Prior to East Timor's 1999 ballot choosing independence, which will
take full effect after elections on August 30, the rich oil and gas
resources of the Timor Gap were shared between Australia and Indonesia,
following a treaty signing in 1989. Indonesia had invaded the former
Portuguese colony in 1975 and annexed East Timor a year later.
The earlier Timor Gap deal gave Indonesia 50 per cent of the revenues
and Australia the other half, and included provisions beneficial to
Australia such as a clause promising tax rebates on investments by oil
companies.
That small print and other details disadvantageous to East Timor had
been rolled over into the new deal, sources said.
"The new 90/10 split looks good on paper but there is a very
arcane science in determining what is a barrel of oil, how by-products are
defined, whether shipping is taxable, whether tax should start at the pipe
or in the air and so on. You could argue that the Australians have given
them [East Timor] 90 per cent of nothing," said a source close to the
negotiations.
Timing and local politics played a role in shaping the deal. East
Timor's transitional cabinet member for economic affairs, Mr Alkatiri, is
thought to be unhappy with the deal but needed something signed before
going into the election.
The UN's Mr Galbraith is due to leave the world body in five days,
which may have further pressured a man who, along with Mr Alkatiri and
Cabinet Member for Foreign Affairs Jose Ramos-Horta, was up against a
large Australian team of lawyers, accountants, industry experts and more.

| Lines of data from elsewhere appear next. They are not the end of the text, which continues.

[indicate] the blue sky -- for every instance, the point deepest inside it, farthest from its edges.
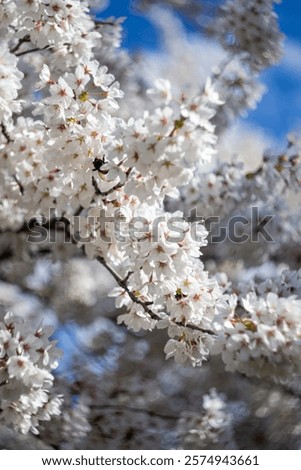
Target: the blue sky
(279, 112)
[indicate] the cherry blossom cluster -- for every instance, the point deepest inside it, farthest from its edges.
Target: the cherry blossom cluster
(261, 336)
(26, 361)
(119, 177)
(65, 27)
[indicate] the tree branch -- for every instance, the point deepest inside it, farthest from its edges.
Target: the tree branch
(123, 284)
(133, 410)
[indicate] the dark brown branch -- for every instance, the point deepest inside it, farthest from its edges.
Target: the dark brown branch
(123, 284)
(19, 44)
(29, 51)
(134, 410)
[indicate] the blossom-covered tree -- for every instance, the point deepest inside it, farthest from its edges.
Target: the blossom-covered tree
(114, 183)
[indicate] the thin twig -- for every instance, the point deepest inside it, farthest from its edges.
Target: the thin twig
(123, 284)
(133, 410)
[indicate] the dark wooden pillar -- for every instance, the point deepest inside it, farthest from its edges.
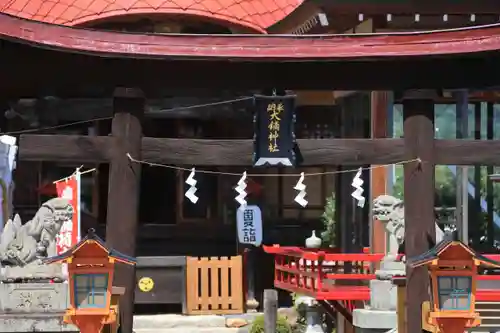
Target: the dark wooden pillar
(380, 101)
(123, 194)
(419, 201)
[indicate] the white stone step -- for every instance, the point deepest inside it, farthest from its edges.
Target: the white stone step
(174, 321)
(192, 330)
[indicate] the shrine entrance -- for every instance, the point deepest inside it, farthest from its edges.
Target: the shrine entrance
(128, 78)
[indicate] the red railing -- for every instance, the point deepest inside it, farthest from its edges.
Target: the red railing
(331, 276)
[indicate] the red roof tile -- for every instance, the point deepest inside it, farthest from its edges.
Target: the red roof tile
(254, 14)
(360, 47)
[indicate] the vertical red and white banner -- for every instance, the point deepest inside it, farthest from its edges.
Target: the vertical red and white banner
(70, 230)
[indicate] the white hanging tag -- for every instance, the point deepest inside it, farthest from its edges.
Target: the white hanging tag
(240, 188)
(190, 193)
(357, 183)
(301, 187)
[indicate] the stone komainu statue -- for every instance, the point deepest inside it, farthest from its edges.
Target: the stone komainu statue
(23, 245)
(391, 212)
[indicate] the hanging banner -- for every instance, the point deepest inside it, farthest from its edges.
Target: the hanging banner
(249, 224)
(70, 230)
(8, 152)
(274, 130)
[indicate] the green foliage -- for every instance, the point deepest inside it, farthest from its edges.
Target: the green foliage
(446, 127)
(282, 325)
(329, 234)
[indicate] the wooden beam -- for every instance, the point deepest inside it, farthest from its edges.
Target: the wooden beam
(467, 152)
(239, 152)
(123, 193)
(379, 108)
(419, 202)
(98, 149)
(207, 152)
(65, 148)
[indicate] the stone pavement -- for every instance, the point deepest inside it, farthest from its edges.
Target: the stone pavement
(172, 323)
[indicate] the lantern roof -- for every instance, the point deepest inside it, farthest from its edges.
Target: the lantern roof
(455, 248)
(94, 239)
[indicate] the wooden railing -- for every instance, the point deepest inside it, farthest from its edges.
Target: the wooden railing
(214, 285)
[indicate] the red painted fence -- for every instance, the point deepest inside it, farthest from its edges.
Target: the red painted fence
(329, 275)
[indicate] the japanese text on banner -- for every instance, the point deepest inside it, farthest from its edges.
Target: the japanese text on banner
(69, 234)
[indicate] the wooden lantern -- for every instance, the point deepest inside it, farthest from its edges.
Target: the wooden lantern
(91, 268)
(453, 270)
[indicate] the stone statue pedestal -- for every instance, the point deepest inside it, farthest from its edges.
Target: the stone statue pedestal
(381, 315)
(34, 307)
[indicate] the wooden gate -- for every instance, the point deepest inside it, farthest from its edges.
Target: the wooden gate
(214, 285)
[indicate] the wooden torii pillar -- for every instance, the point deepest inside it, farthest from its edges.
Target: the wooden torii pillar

A key point left hazy by the signing ceremony, however, suggests the
Timor Gap agreement may not be cast in stone. The UN administration for
East Timor has no capability to sign treaties on behalf of a state which
only gains sovereign independence after the August poll. This is why the
deal has only been initialled so far, thereby leaving a window open for
re-examination.
Several sources agreed that a future independent state of East Timor
would have lots to argue if it chose to take Australia to international
arbitration. One such point is the uncertainty regarding the actual seabed
border between East Timor and Indonesia, something which was fudged by
Indonesia in the original treaty.
This time around, Australia "bargained very hard on behalf of
their own national interest", said Mr Galbraith. The negotiations,
which began formally last October, were "surprisingly difficult. But
I guess that's what happens when people start arguing about money",
he said.
The agreement covers a 75,000 square km area between the two countries,
now known as the Joint Petroleum Development Area. A key part states about
A$13.7 billion (HK$55.4 billion) will be spent developing industry in and
around Darwin to produce and use Timor Sea gas. Mr Galbraith said it
showed "the greater economic benefit will go to Australia".